Safety latch of bending press

Technical Field

The present invention relates to a press brake system. And in particular to a safety latch assembly for a press brake die.

Background

Metal forming on sheet metal usually uses in combination a metal forming press which consists of two forming assemblies which are pressed against each other by the press. These two operative components are typically an upper ram assembly consisting of heavy metal rams, a die holder clamping and securing a forming die which is driven downwardly by a clamping system into a stable forming die mounted on a lower bed assembly to secure the lower die in place while metal forming is being performed. Both the upper and lower sides of the forming operation contain tool holders designed to act as a mechanism to secure the forming die, or in some cases, the lower tool acts as its own forming die. Both tool holders can be locked into a stable, fixed position by some type of tool clamping mechanism. The lower die remains stable in its support and does not create a safety hazard when the clamping mechanism is released. However, when the clamping is removed, the upper mould is subject to the force of gravity and has subsequently been the subject of safety measures to ensure that the risk of falling is relieved by the design of the upper tool holder and the tools held by the holder.

Over the years, tool holders have evolved in different ways, and current tool holder sets are designed to secure a mold according to the tongue type on the mold, commonly referred to as the us standard, new standard, or european standard. Other styles of different names used throughout the world are not excluded from remaining unnamed. These tool holders often incorporate safety standards in their design to help prevent the upper mold from falling freely and creating a safety hazard as much as possible (the figures of these various mold bases are not provided). The current standard security function most commonly used by tool holder manufacturers is a security channel (or pair of security channels) along the horizontal length of the upper tool holder. The safety channel engages a safety latch that latches the upper mold when the clamping system of the upper tool holder is released to prevent the tool from falling.

There are various ways to secure the upper die in the safety channel on the tool holder. Each approach has a unique set of features as well as its inherent potential problems that can affect performance in a positive and negative manner.

A variety of safety designs employ a mechanical link that engages a latch or cam tab that is designed to extend or engage into a safety channel of the upper tool holder. These safety latches are held in place by some type of resilient securing system that is required to be held in place if the press brake loses power or the tool clamping system securing the die in place while forming material is released. It is also generally desirable for the safety latch design to be able to safely remove the upper mold for the intended tool change in the metal forming process. The current state of the art of these safety latch methods does not take into account potential failure aspects of the latch mechanism itself, where the latch components and design are susceptible to environmental hazards or other weaknesses in the latch method design, leading to wear or fracture failure.

The design of the safety latch mechanism requires three aspects of attention. First, the components that make up the latching method are made of materials that degrade over time due to environmental hazards (i.e., the normal operating environment of a metal forming shop typically results in the generation of chips, metal fragments, and debris, and oil, grease, and other contaminants can infiltrate the housing cavity containing the safety latching mechanism); these hazards, alone or in combination, may cause adhesion, wear and tear failure of the components.

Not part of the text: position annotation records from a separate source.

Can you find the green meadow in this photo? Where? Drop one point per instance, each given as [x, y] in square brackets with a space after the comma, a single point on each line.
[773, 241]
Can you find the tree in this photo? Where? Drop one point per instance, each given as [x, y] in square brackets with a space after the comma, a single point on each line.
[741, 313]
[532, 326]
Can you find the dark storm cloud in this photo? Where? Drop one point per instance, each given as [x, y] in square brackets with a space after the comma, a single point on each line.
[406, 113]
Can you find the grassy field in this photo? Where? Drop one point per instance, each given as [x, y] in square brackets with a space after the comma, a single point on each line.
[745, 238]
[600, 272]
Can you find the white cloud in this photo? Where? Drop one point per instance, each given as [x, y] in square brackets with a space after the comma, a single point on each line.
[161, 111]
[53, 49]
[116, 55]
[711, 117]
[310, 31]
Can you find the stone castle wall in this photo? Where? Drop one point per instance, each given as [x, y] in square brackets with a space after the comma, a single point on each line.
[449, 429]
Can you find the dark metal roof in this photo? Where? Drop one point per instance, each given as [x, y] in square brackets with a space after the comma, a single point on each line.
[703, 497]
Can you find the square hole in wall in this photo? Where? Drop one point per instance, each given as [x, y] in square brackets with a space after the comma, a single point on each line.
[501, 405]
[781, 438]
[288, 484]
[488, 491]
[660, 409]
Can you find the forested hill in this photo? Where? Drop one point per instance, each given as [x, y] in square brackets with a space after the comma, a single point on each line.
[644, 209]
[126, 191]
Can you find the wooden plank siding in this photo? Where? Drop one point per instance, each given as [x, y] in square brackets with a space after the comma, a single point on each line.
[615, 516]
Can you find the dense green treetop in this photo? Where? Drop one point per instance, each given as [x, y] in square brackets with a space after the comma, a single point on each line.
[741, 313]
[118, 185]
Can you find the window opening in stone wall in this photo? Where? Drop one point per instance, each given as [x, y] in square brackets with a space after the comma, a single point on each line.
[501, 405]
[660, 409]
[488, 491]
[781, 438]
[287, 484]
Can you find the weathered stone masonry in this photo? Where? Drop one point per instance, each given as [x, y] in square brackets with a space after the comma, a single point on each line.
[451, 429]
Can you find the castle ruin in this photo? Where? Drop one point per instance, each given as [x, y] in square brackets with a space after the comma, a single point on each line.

And secondly any metallic materials used in the manufacture of the mould may lead to manufacturing variations. These variables can and do lead to failure of the metal part (i.e., manufacturing defects). Manufacturers attempt to address these failures from production, but this is unavoidable in any mold manufacturing line.

A third problem is the design of the safety latch/release mechanism. A typical approach used so far is to utilize a latch retention mechanism in which the resilient member that retains the force holding the latch into the safety channel of the upper mold bracket is vertically offset from the horizontal force required to hold the latch in place. The design relies on the structural integrity of the latch material and assembly components (i.e., pins, screws, and other various components) to secure the security latch in place. However, if the latching method or any mechanism to operate/release the mold safety breaks or fails, there is an unpredictable risk. Because the typical spring or other resilient member is mounted below the horizontal force line required to hold the latch in place, any failure point may cause the latch to fall out of the upper tool holder safety channel when the latch body breaks or other component fails.

Safety latches for press brake tools currently used in upper die clamps have proven to be a malfunction due to manufacturing environmental conditions and design issues of the safety mechanism as described above. Current designs are created using precision-enclosed process spaces that are particularly prone to failure due to adhesion and excessive wear when contaminated. Contaminants accumulate in these spaces, causing wear or binding of these clamping methods, and are known to cause failure of the safety catch mechanical components, causing them to fracture or bind, and then fail to hold the upper mold in place when the machine clamp is removed. The closed mechanism is also subject to progressive wear because the housing is machined to such tight tolerances. The internal components are not easily visible nor can they be identified by the operator as potentially dangerous and therefore create a chance of unexpected failure in performing a mold change. Until a series of common failures occur, the tool manufacturer or tool owner will not typically recognize the problem of part manufacturing defects. These faults appear to be random and contamination problems may exacerbate the defect.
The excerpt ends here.